Ainsi l'auteur prétendait dans Les ficelles du métier, son ouvrage précédent, qu'un problème en sociologie est un problème pour toutes les sciences sociales, force est de constater que c'est loin d'être le cas. Ainsi l'un des axes du livre déplore que les sociologues soient contraints de ne pas utiliser de nouvelles représentations sous peine que personne ne fasse l'effort de les comprendre : "Les fabricants de représentations ont beau faire, si les utilisateurs ne remplissent pas leur rôle, l'histoire n'est pas racontée, ou bien elle n'est pas racontée comme les premiers l'avaient prévu." (p. 296). La réponse des cogniticiens est pourtant simple : si le lecteur ne comprend pas, c'est que c'est incompréhensible. Il faut donc simplement que la représentation soit acceptable, utile et utilisable pour ceux à qui l'on s'adresse, car à quoi sert de faire mieux si l'on ne sait pas au moins se faire comprendre ? Et c'est sans doute pour cela qu'il existe des représentations types... que critique (in)justement Becker.

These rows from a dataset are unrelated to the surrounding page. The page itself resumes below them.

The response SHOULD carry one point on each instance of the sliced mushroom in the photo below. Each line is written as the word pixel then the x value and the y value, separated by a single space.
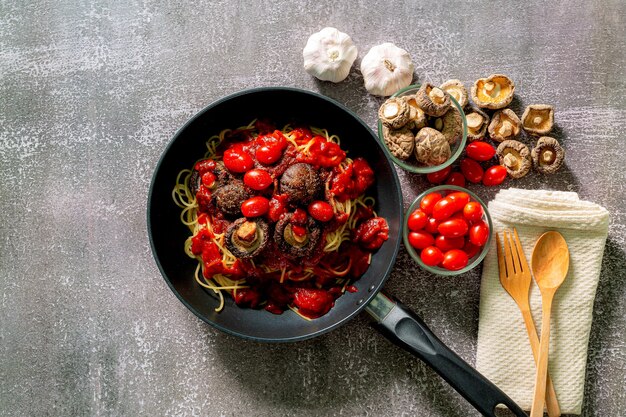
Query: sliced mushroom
pixel 493 92
pixel 246 238
pixel 433 100
pixel 457 90
pixel 399 142
pixel 504 125
pixel 394 112
pixel 296 245
pixel 417 117
pixel 477 122
pixel 431 147
pixel 538 119
pixel 548 155
pixel 515 156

Pourtant Comment parler de la société, en introduisant la fiction comme un objet sociologique, ouvre une piste à la fois originale est intéressante, étayée par des exemples très pertinents, comme celui de la fiction La monnaie du pays de David Antin. Et rien que pour cela le livre de Becker vaut la lecture. Pour le reste, le titre apparaît davantage comme une question angoissée, voire un constat d'impuissance posé par un auteur désemparé, s'apercevant sur le tard que la sociologie n'a pas le monopole de la société, et que ce n'est pas forcément elle qui en parle le mieux : "Perec décrit l'ordinaire, le quotidien. En fait, au fur et à mesure que j'essaie de rendre accessible ce qu'il a fait dans ce petit livre, je me trouve de plus en plus muet, comme si pour le décrire que répéter et énumérer ce qu'il a déjà écrit, et ceci n'a guère d'utilité. A lire les descriptions de Perec, on succombe au sentiment envahissant qu'il s'agit là de quelque chose de très important, mais sans bien savoir quoi." (p. 272). Encore une fois, on ne peut s'empêcher de penser que soit c'est honnête et le chapitre aurait dû être réorganisé, soit il faudrait sérieusement que le sociologue se (re)mette au travail. A moins que celui-ci n'ait réellement plus rien à nous apprendre ?
Comment parler de la société de Howard Becker, La découverte 2009, 316 pages, 24 €.